August 1, 2013 Not Dark Yet; Subterranean Homesick Blues; Visions of Johanna; Sad-Eyed Lady of the Lowlands;


Here is a short summary of what we covered in class today. The class looks at ‘existential’ or ‘meaning of life’ questions raised by three Dylan songs.  The fourth song is a love ballad, the imperative to procreate being one of the things that give life meaning. The attachment is of interest as the starting point for who the persona Bob Dylan is.

Discussion of “Subterranean Homesick Blues” lyrics and “Not Dark Yet” lyrics 32 years later (1965-1977).

—”Subterranean Homesick Blues” in the style of Chuck Berry’s “Too Much Monkey Business.”  Music itself announced song as hip, fun, outside of “Pat Boone” sanitized and bowdlerized status quo. The song addresses some of the themes of “Summertime Blues” and “The Wall”:

Individuality of the young developing person stripped away: “Join the army if you fail” will soon have big consequences; “wants eleven dollar bills, you only got ten”; “please her, please him”; ” try to be a success”; “twenty years of schooling and they put you on the day shift.”  Truth in humor about existential question: Who am I? What is my life?

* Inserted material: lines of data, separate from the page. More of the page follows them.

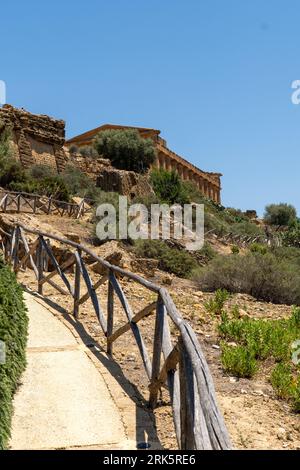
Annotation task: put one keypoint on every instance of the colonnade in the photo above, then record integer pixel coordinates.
(203, 181)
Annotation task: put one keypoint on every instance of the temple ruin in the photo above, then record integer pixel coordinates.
(40, 139)
(37, 139)
(208, 184)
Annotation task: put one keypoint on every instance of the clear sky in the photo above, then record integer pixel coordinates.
(213, 75)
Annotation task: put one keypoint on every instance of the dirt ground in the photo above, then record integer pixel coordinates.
(256, 419)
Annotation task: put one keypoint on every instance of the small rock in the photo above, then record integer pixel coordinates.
(233, 380)
(281, 433)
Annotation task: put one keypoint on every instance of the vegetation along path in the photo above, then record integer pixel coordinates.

Why are they trying to make me do and be what they want me to do and be? (This is Yossarian’s dilemma in Joseph Heller’s Catch-22: people who have power or authority and operate with truly insane, thoughtless or evil motives have good human beings trapped within systems; cf. “Maggie’s Farm”:  “Well, I try my best / To be just like I am / But everybody wants you / To be just like them / They say sing while you slave and I just get bored / I ain’t gonna work on Maggie’s farm no more.”) Big appeal coming out of the McCarthyist, Wonder Bread 50’s and early 60’s.

—”Not Dark Yet” (1997) Live version 05/24/2000.  Comments:  each line offers a discrete thought in two parts; gnomic; facing the big question about life posed by death; darkness of death; cf. Harold Owen’s (poet Wilfred Owen’s brother) memoir Journey from Obscurity volume 3  about being, through a horrible oversight on the part of those in charge, left alone on a freighter in Antarctic waters in a  howling storm at night” with 6 matches, eventually five used; sense of pervasive and threatening evil; only the ‘song of the family’ and the will to hold onto and not strike the remaining match against the darkness kept Owen alive.

Dylan’s lines are powerful: soul turned into steel; scars (physical and psychological) not healed by the sun’s light and rays; taking river to the sea and then to the bottom of a world full of lies; no expectation of connection or altruism or help or companionship when looking into the eyes of other people; sense of humanity gone down drain; pain behind everything beautiful (cf. “Silvio” : “Since every pleasure’s got an edge of pain / Pay for your ticket and don’t complain”); not even room enough to be anywhere; in the end not even hearing the murmur of a prayer.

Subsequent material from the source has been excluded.